Selected amino acids and ligands near Mo centers of wild type proteins of chicken SO (left), A. thaliana SO (middle), and S. novella SDH (right). Water molecules are shown in red spheres. Hydrogen bonds are shown in dashed green lines. Coordinates for this figure are from the Brookhaven Protein Data Bank; PDB entries for chicken SO, A. thaliana SO and S. novella SDH are 1SOX, 1OGP, and 2BLF, respectively. The structures of chicken SO R138Q [24] and S. novella SDH Y236F [30] mutants have been recently reported.

Fig. 2

Cα traces of superimposed S. novella SDH (green) and chicken SO (blue) crystal structures with the heme moieties shown in a space filling mode (red and magenta in SO and SDH, respectively), and the Mo cofactor in yellow. The superposition is in an orientation to demonstrate the very different cytochrome interaction sites of the two models. Note that the loop connecting the Mo and heme domains in chicken SO is disordered in the crystal structure, indicating flexibility of this loop as a tether for the heme motion during SO catalysis.

Fig. 3

Proposed oxidation state changes occurring at the Mo and Fe centers of native animal SO during the catalytic oxidation of sulfite and the concomitant reduction of (cyt c)_ox. Only the equatorial oxygen atom among the ligands of Mo is shown for clarity. Note that the intermediate Fe^II/Mo^V–OH in the reductive half reaction is EPR detectable. The one-electron reduction of Fe^III, indicated by a dotted arrow connecting Mo^VIFe^III and Mo^VIFe^II, can be initiated with a laser pulse in a solution containing dRF and the sacrificial electron donor semicarbazide. The subsequent IET between Mo^VIFe^II and Mo^VFe^III, which is of particular interest in this review, is highlighted in red. The rate constants of forward and reverse IET (k_f and k_r, respectively) are defined in the text.

Fig. 4

Proposed chemical mechanism for the reductive half reaction of SO [60].

Fig. 5

Transient obtained at 555 nm upon photoexcitation of a solution containing wild type human SO, dRF, and 0.5 mM fresh semicarbazide hydrochloride (pH 7.4). The portion of the figure outlined by the orange box points to heme reduction by dRFH^•; this process is pseudo first order, and its rate depends on protein concentration. The dark blue box points to heme reoxidation due to the subsequent IET between the Mo and Fe centers; this process is independent of protein concentration, consistent with its intraprotein nature.
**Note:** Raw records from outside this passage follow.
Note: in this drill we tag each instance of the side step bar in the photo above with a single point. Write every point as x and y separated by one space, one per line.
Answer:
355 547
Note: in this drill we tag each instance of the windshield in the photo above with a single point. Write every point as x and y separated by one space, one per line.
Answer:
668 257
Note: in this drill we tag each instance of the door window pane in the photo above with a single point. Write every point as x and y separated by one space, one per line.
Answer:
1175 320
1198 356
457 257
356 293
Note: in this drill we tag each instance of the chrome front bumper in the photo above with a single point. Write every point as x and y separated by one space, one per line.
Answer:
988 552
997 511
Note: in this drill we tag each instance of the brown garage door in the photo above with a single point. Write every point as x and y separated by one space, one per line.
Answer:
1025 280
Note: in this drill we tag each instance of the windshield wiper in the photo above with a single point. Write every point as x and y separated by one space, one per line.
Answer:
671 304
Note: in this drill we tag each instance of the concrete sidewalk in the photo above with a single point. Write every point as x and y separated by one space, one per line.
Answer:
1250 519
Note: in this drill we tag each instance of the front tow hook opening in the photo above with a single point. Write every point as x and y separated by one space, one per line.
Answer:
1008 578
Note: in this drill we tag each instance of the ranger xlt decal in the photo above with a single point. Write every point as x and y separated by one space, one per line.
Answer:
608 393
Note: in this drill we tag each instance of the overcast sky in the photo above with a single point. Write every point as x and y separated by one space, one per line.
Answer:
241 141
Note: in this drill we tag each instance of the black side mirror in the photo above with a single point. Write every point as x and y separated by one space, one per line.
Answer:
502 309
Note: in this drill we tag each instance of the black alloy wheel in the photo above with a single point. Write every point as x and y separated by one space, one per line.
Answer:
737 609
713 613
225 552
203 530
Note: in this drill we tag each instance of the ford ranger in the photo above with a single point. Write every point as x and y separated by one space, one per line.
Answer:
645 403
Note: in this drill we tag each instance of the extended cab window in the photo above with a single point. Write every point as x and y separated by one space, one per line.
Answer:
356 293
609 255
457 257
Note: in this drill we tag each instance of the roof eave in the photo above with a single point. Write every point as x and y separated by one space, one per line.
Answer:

The red solid line indicates a single-exponential fit to the IET phase. K_eq = b/a.

Fig. 6

Proposed docking of the heme domain to the Mo domain in vertebrate SO that could move the Mo and Fe centers into closer proximity (structure II) than that observed in the crystal structure of dimeric SO (structure I). Subsequently, the transient internal complex (structure II) may facilitate rapid IET to generate structure III. A possible docking site near the Mo domain in the dimeric form is marked by a green arrow.

Fig. 7

Potential pathways for electron transfer from the Fe to Mo centers in S. novella SDH. The red block arrow shows pathways through hydrogen bonds, whereas the green arrow shows pathways through aromatic residues. SorA residues are yellow, SorB residues are blue.